A new report funded by big oil and big tobacco has the chutzpah to complain about corporate influence on the climate debate.
A month ago I was contacted by a journalist who works for Greenwire, an American publication that describes itself as the “leader in energy and environmental policy news.” He sent me a series of questions, one group of which read as follows:
Many of these groups (Heartland, CEI, etc.) get donations from foundations linked to the fossil fuels industry. Should that in your opinion cast any doubt on their motives in questioning climate change? Or is that unimportant?

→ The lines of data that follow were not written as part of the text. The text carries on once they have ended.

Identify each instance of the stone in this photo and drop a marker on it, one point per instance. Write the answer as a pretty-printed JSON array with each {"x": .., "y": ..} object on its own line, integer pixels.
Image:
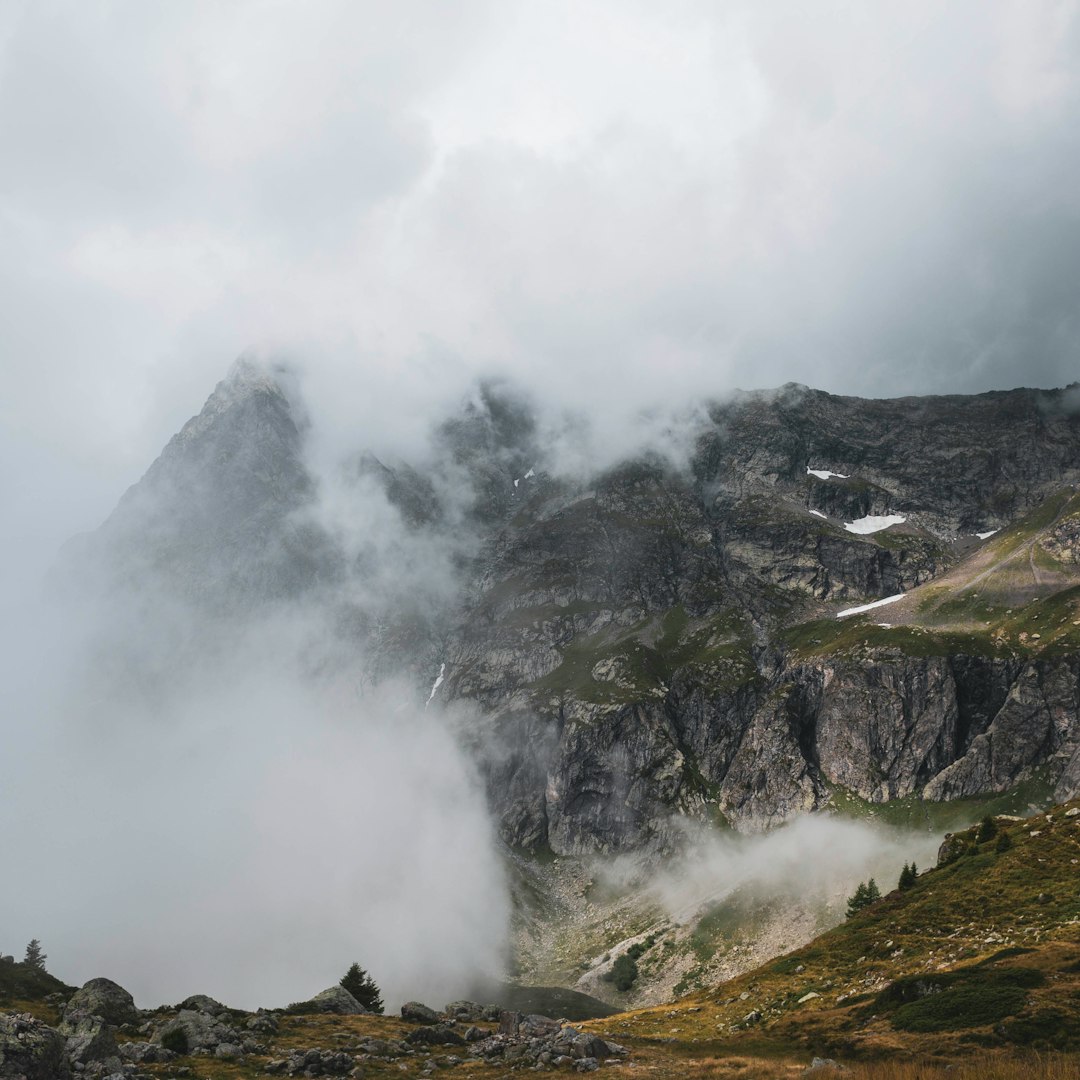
[
  {"x": 535, "y": 1025},
  {"x": 201, "y": 1002},
  {"x": 440, "y": 1035},
  {"x": 338, "y": 1000},
  {"x": 464, "y": 1010},
  {"x": 31, "y": 1050},
  {"x": 202, "y": 1030},
  {"x": 89, "y": 1038},
  {"x": 418, "y": 1013},
  {"x": 102, "y": 997}
]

CEI stands for the Competitive Enterprise Institute. Like the Heartland Institute, it is a think tank that believes societies prosper when governments reduce – rather than expand – red tape. It believes in the power of ordinary people and small businesses to create jobs and the sort of wealth that funds schools, hospitals, the arts, and so forth.
This is a perfectly legitimate – even compelling – perspective. Those who think that government bureaucrats dreaming up thousands of new regulations every year is what makes the world go round are equally entitled to their point-of-view. But one doesn’t need to do much reading on green websites before getting the impression that “right-wing” and “conservative” think tanks such as the Heartland and CEI are indistinguishable from Satan. The big piece of evidence for this, we’re told, is that they accept money from fossil fuel companies.